Good Contract programming idiom?

Norbert Nemec Norbert at Nemec-online.de
Thu Mar 4 02:12:35 PST 2010


That sounds pretty much like putting your application authors under 
tutelage (great word - just found it in the dictionary... :-) )

Writing a library that other can use, you should always assume that they 
are mature and responsible beings. The contracts explicitly tell the 
application author their responsibilities. Checking the contracts 
provides a safety net for the application author. If the author decides 
to deactivate this safety net, you should allow them to do so.

Ultimately, the language provides everything that would allow a compiler 
to offer fine-tuned switching of checks. It should be straightforward to 
implement an option to activate only checks of public contracts between 
libraries, but this decision should be up to the application programmer 
who is responsible that the whole package works as it should.

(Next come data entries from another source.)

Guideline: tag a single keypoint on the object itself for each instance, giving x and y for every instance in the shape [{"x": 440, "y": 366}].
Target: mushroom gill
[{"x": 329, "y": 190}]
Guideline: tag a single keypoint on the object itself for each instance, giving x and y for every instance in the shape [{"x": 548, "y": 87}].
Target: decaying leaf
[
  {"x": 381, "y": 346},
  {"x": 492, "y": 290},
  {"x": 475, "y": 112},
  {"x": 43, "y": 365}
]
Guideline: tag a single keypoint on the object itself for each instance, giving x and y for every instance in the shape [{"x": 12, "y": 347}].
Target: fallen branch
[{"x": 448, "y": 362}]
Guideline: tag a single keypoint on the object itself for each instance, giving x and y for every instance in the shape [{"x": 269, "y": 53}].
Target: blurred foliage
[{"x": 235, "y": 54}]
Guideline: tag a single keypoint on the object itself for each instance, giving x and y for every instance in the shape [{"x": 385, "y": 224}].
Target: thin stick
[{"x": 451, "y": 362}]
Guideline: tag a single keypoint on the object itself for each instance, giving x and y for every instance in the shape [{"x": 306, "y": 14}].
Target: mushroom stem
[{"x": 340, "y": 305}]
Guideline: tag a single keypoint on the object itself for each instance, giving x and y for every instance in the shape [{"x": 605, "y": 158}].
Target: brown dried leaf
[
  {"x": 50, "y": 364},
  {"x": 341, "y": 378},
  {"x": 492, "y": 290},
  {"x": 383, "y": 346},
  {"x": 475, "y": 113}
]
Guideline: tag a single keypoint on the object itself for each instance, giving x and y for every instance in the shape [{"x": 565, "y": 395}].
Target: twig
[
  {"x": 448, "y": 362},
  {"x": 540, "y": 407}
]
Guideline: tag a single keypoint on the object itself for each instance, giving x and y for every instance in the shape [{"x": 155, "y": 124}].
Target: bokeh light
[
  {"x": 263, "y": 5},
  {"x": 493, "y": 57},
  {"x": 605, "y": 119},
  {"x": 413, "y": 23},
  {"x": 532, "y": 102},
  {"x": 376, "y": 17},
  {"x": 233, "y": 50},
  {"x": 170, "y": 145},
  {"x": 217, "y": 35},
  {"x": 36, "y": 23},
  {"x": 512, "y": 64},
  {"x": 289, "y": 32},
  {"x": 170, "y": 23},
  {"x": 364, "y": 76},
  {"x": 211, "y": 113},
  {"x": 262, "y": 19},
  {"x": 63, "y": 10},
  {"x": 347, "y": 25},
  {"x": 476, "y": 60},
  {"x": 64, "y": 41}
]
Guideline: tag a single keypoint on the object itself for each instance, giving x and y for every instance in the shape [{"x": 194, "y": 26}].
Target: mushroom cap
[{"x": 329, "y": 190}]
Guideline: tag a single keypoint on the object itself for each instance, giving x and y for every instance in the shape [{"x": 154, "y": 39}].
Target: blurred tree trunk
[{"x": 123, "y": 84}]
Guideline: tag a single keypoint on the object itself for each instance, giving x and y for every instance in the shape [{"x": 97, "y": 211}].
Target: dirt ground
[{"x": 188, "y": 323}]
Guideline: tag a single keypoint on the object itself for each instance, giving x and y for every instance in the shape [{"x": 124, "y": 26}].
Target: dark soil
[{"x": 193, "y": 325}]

After all: The whole D language is built on the concept of providing 
professional tools for responsible programmers. If someone decides to 
shoot himself in the foot, at least give him a quality gun that allows 
him to aim properly!




Lionello Lunesu wrote:
> You make a good point, but there's one problem I have with this.
> 
> I'm looking at this as a library writer. I can write in-contracts with
> assertions, but I would not feel comfortable with only assertions, since
> I know they will not get compiled in a release build of the library.
> 
> So in a release build I don't want anything weird to happen when wrong
> arguments are passed to my library function. This can only be prevented
> by throwing run-time exceptions, right?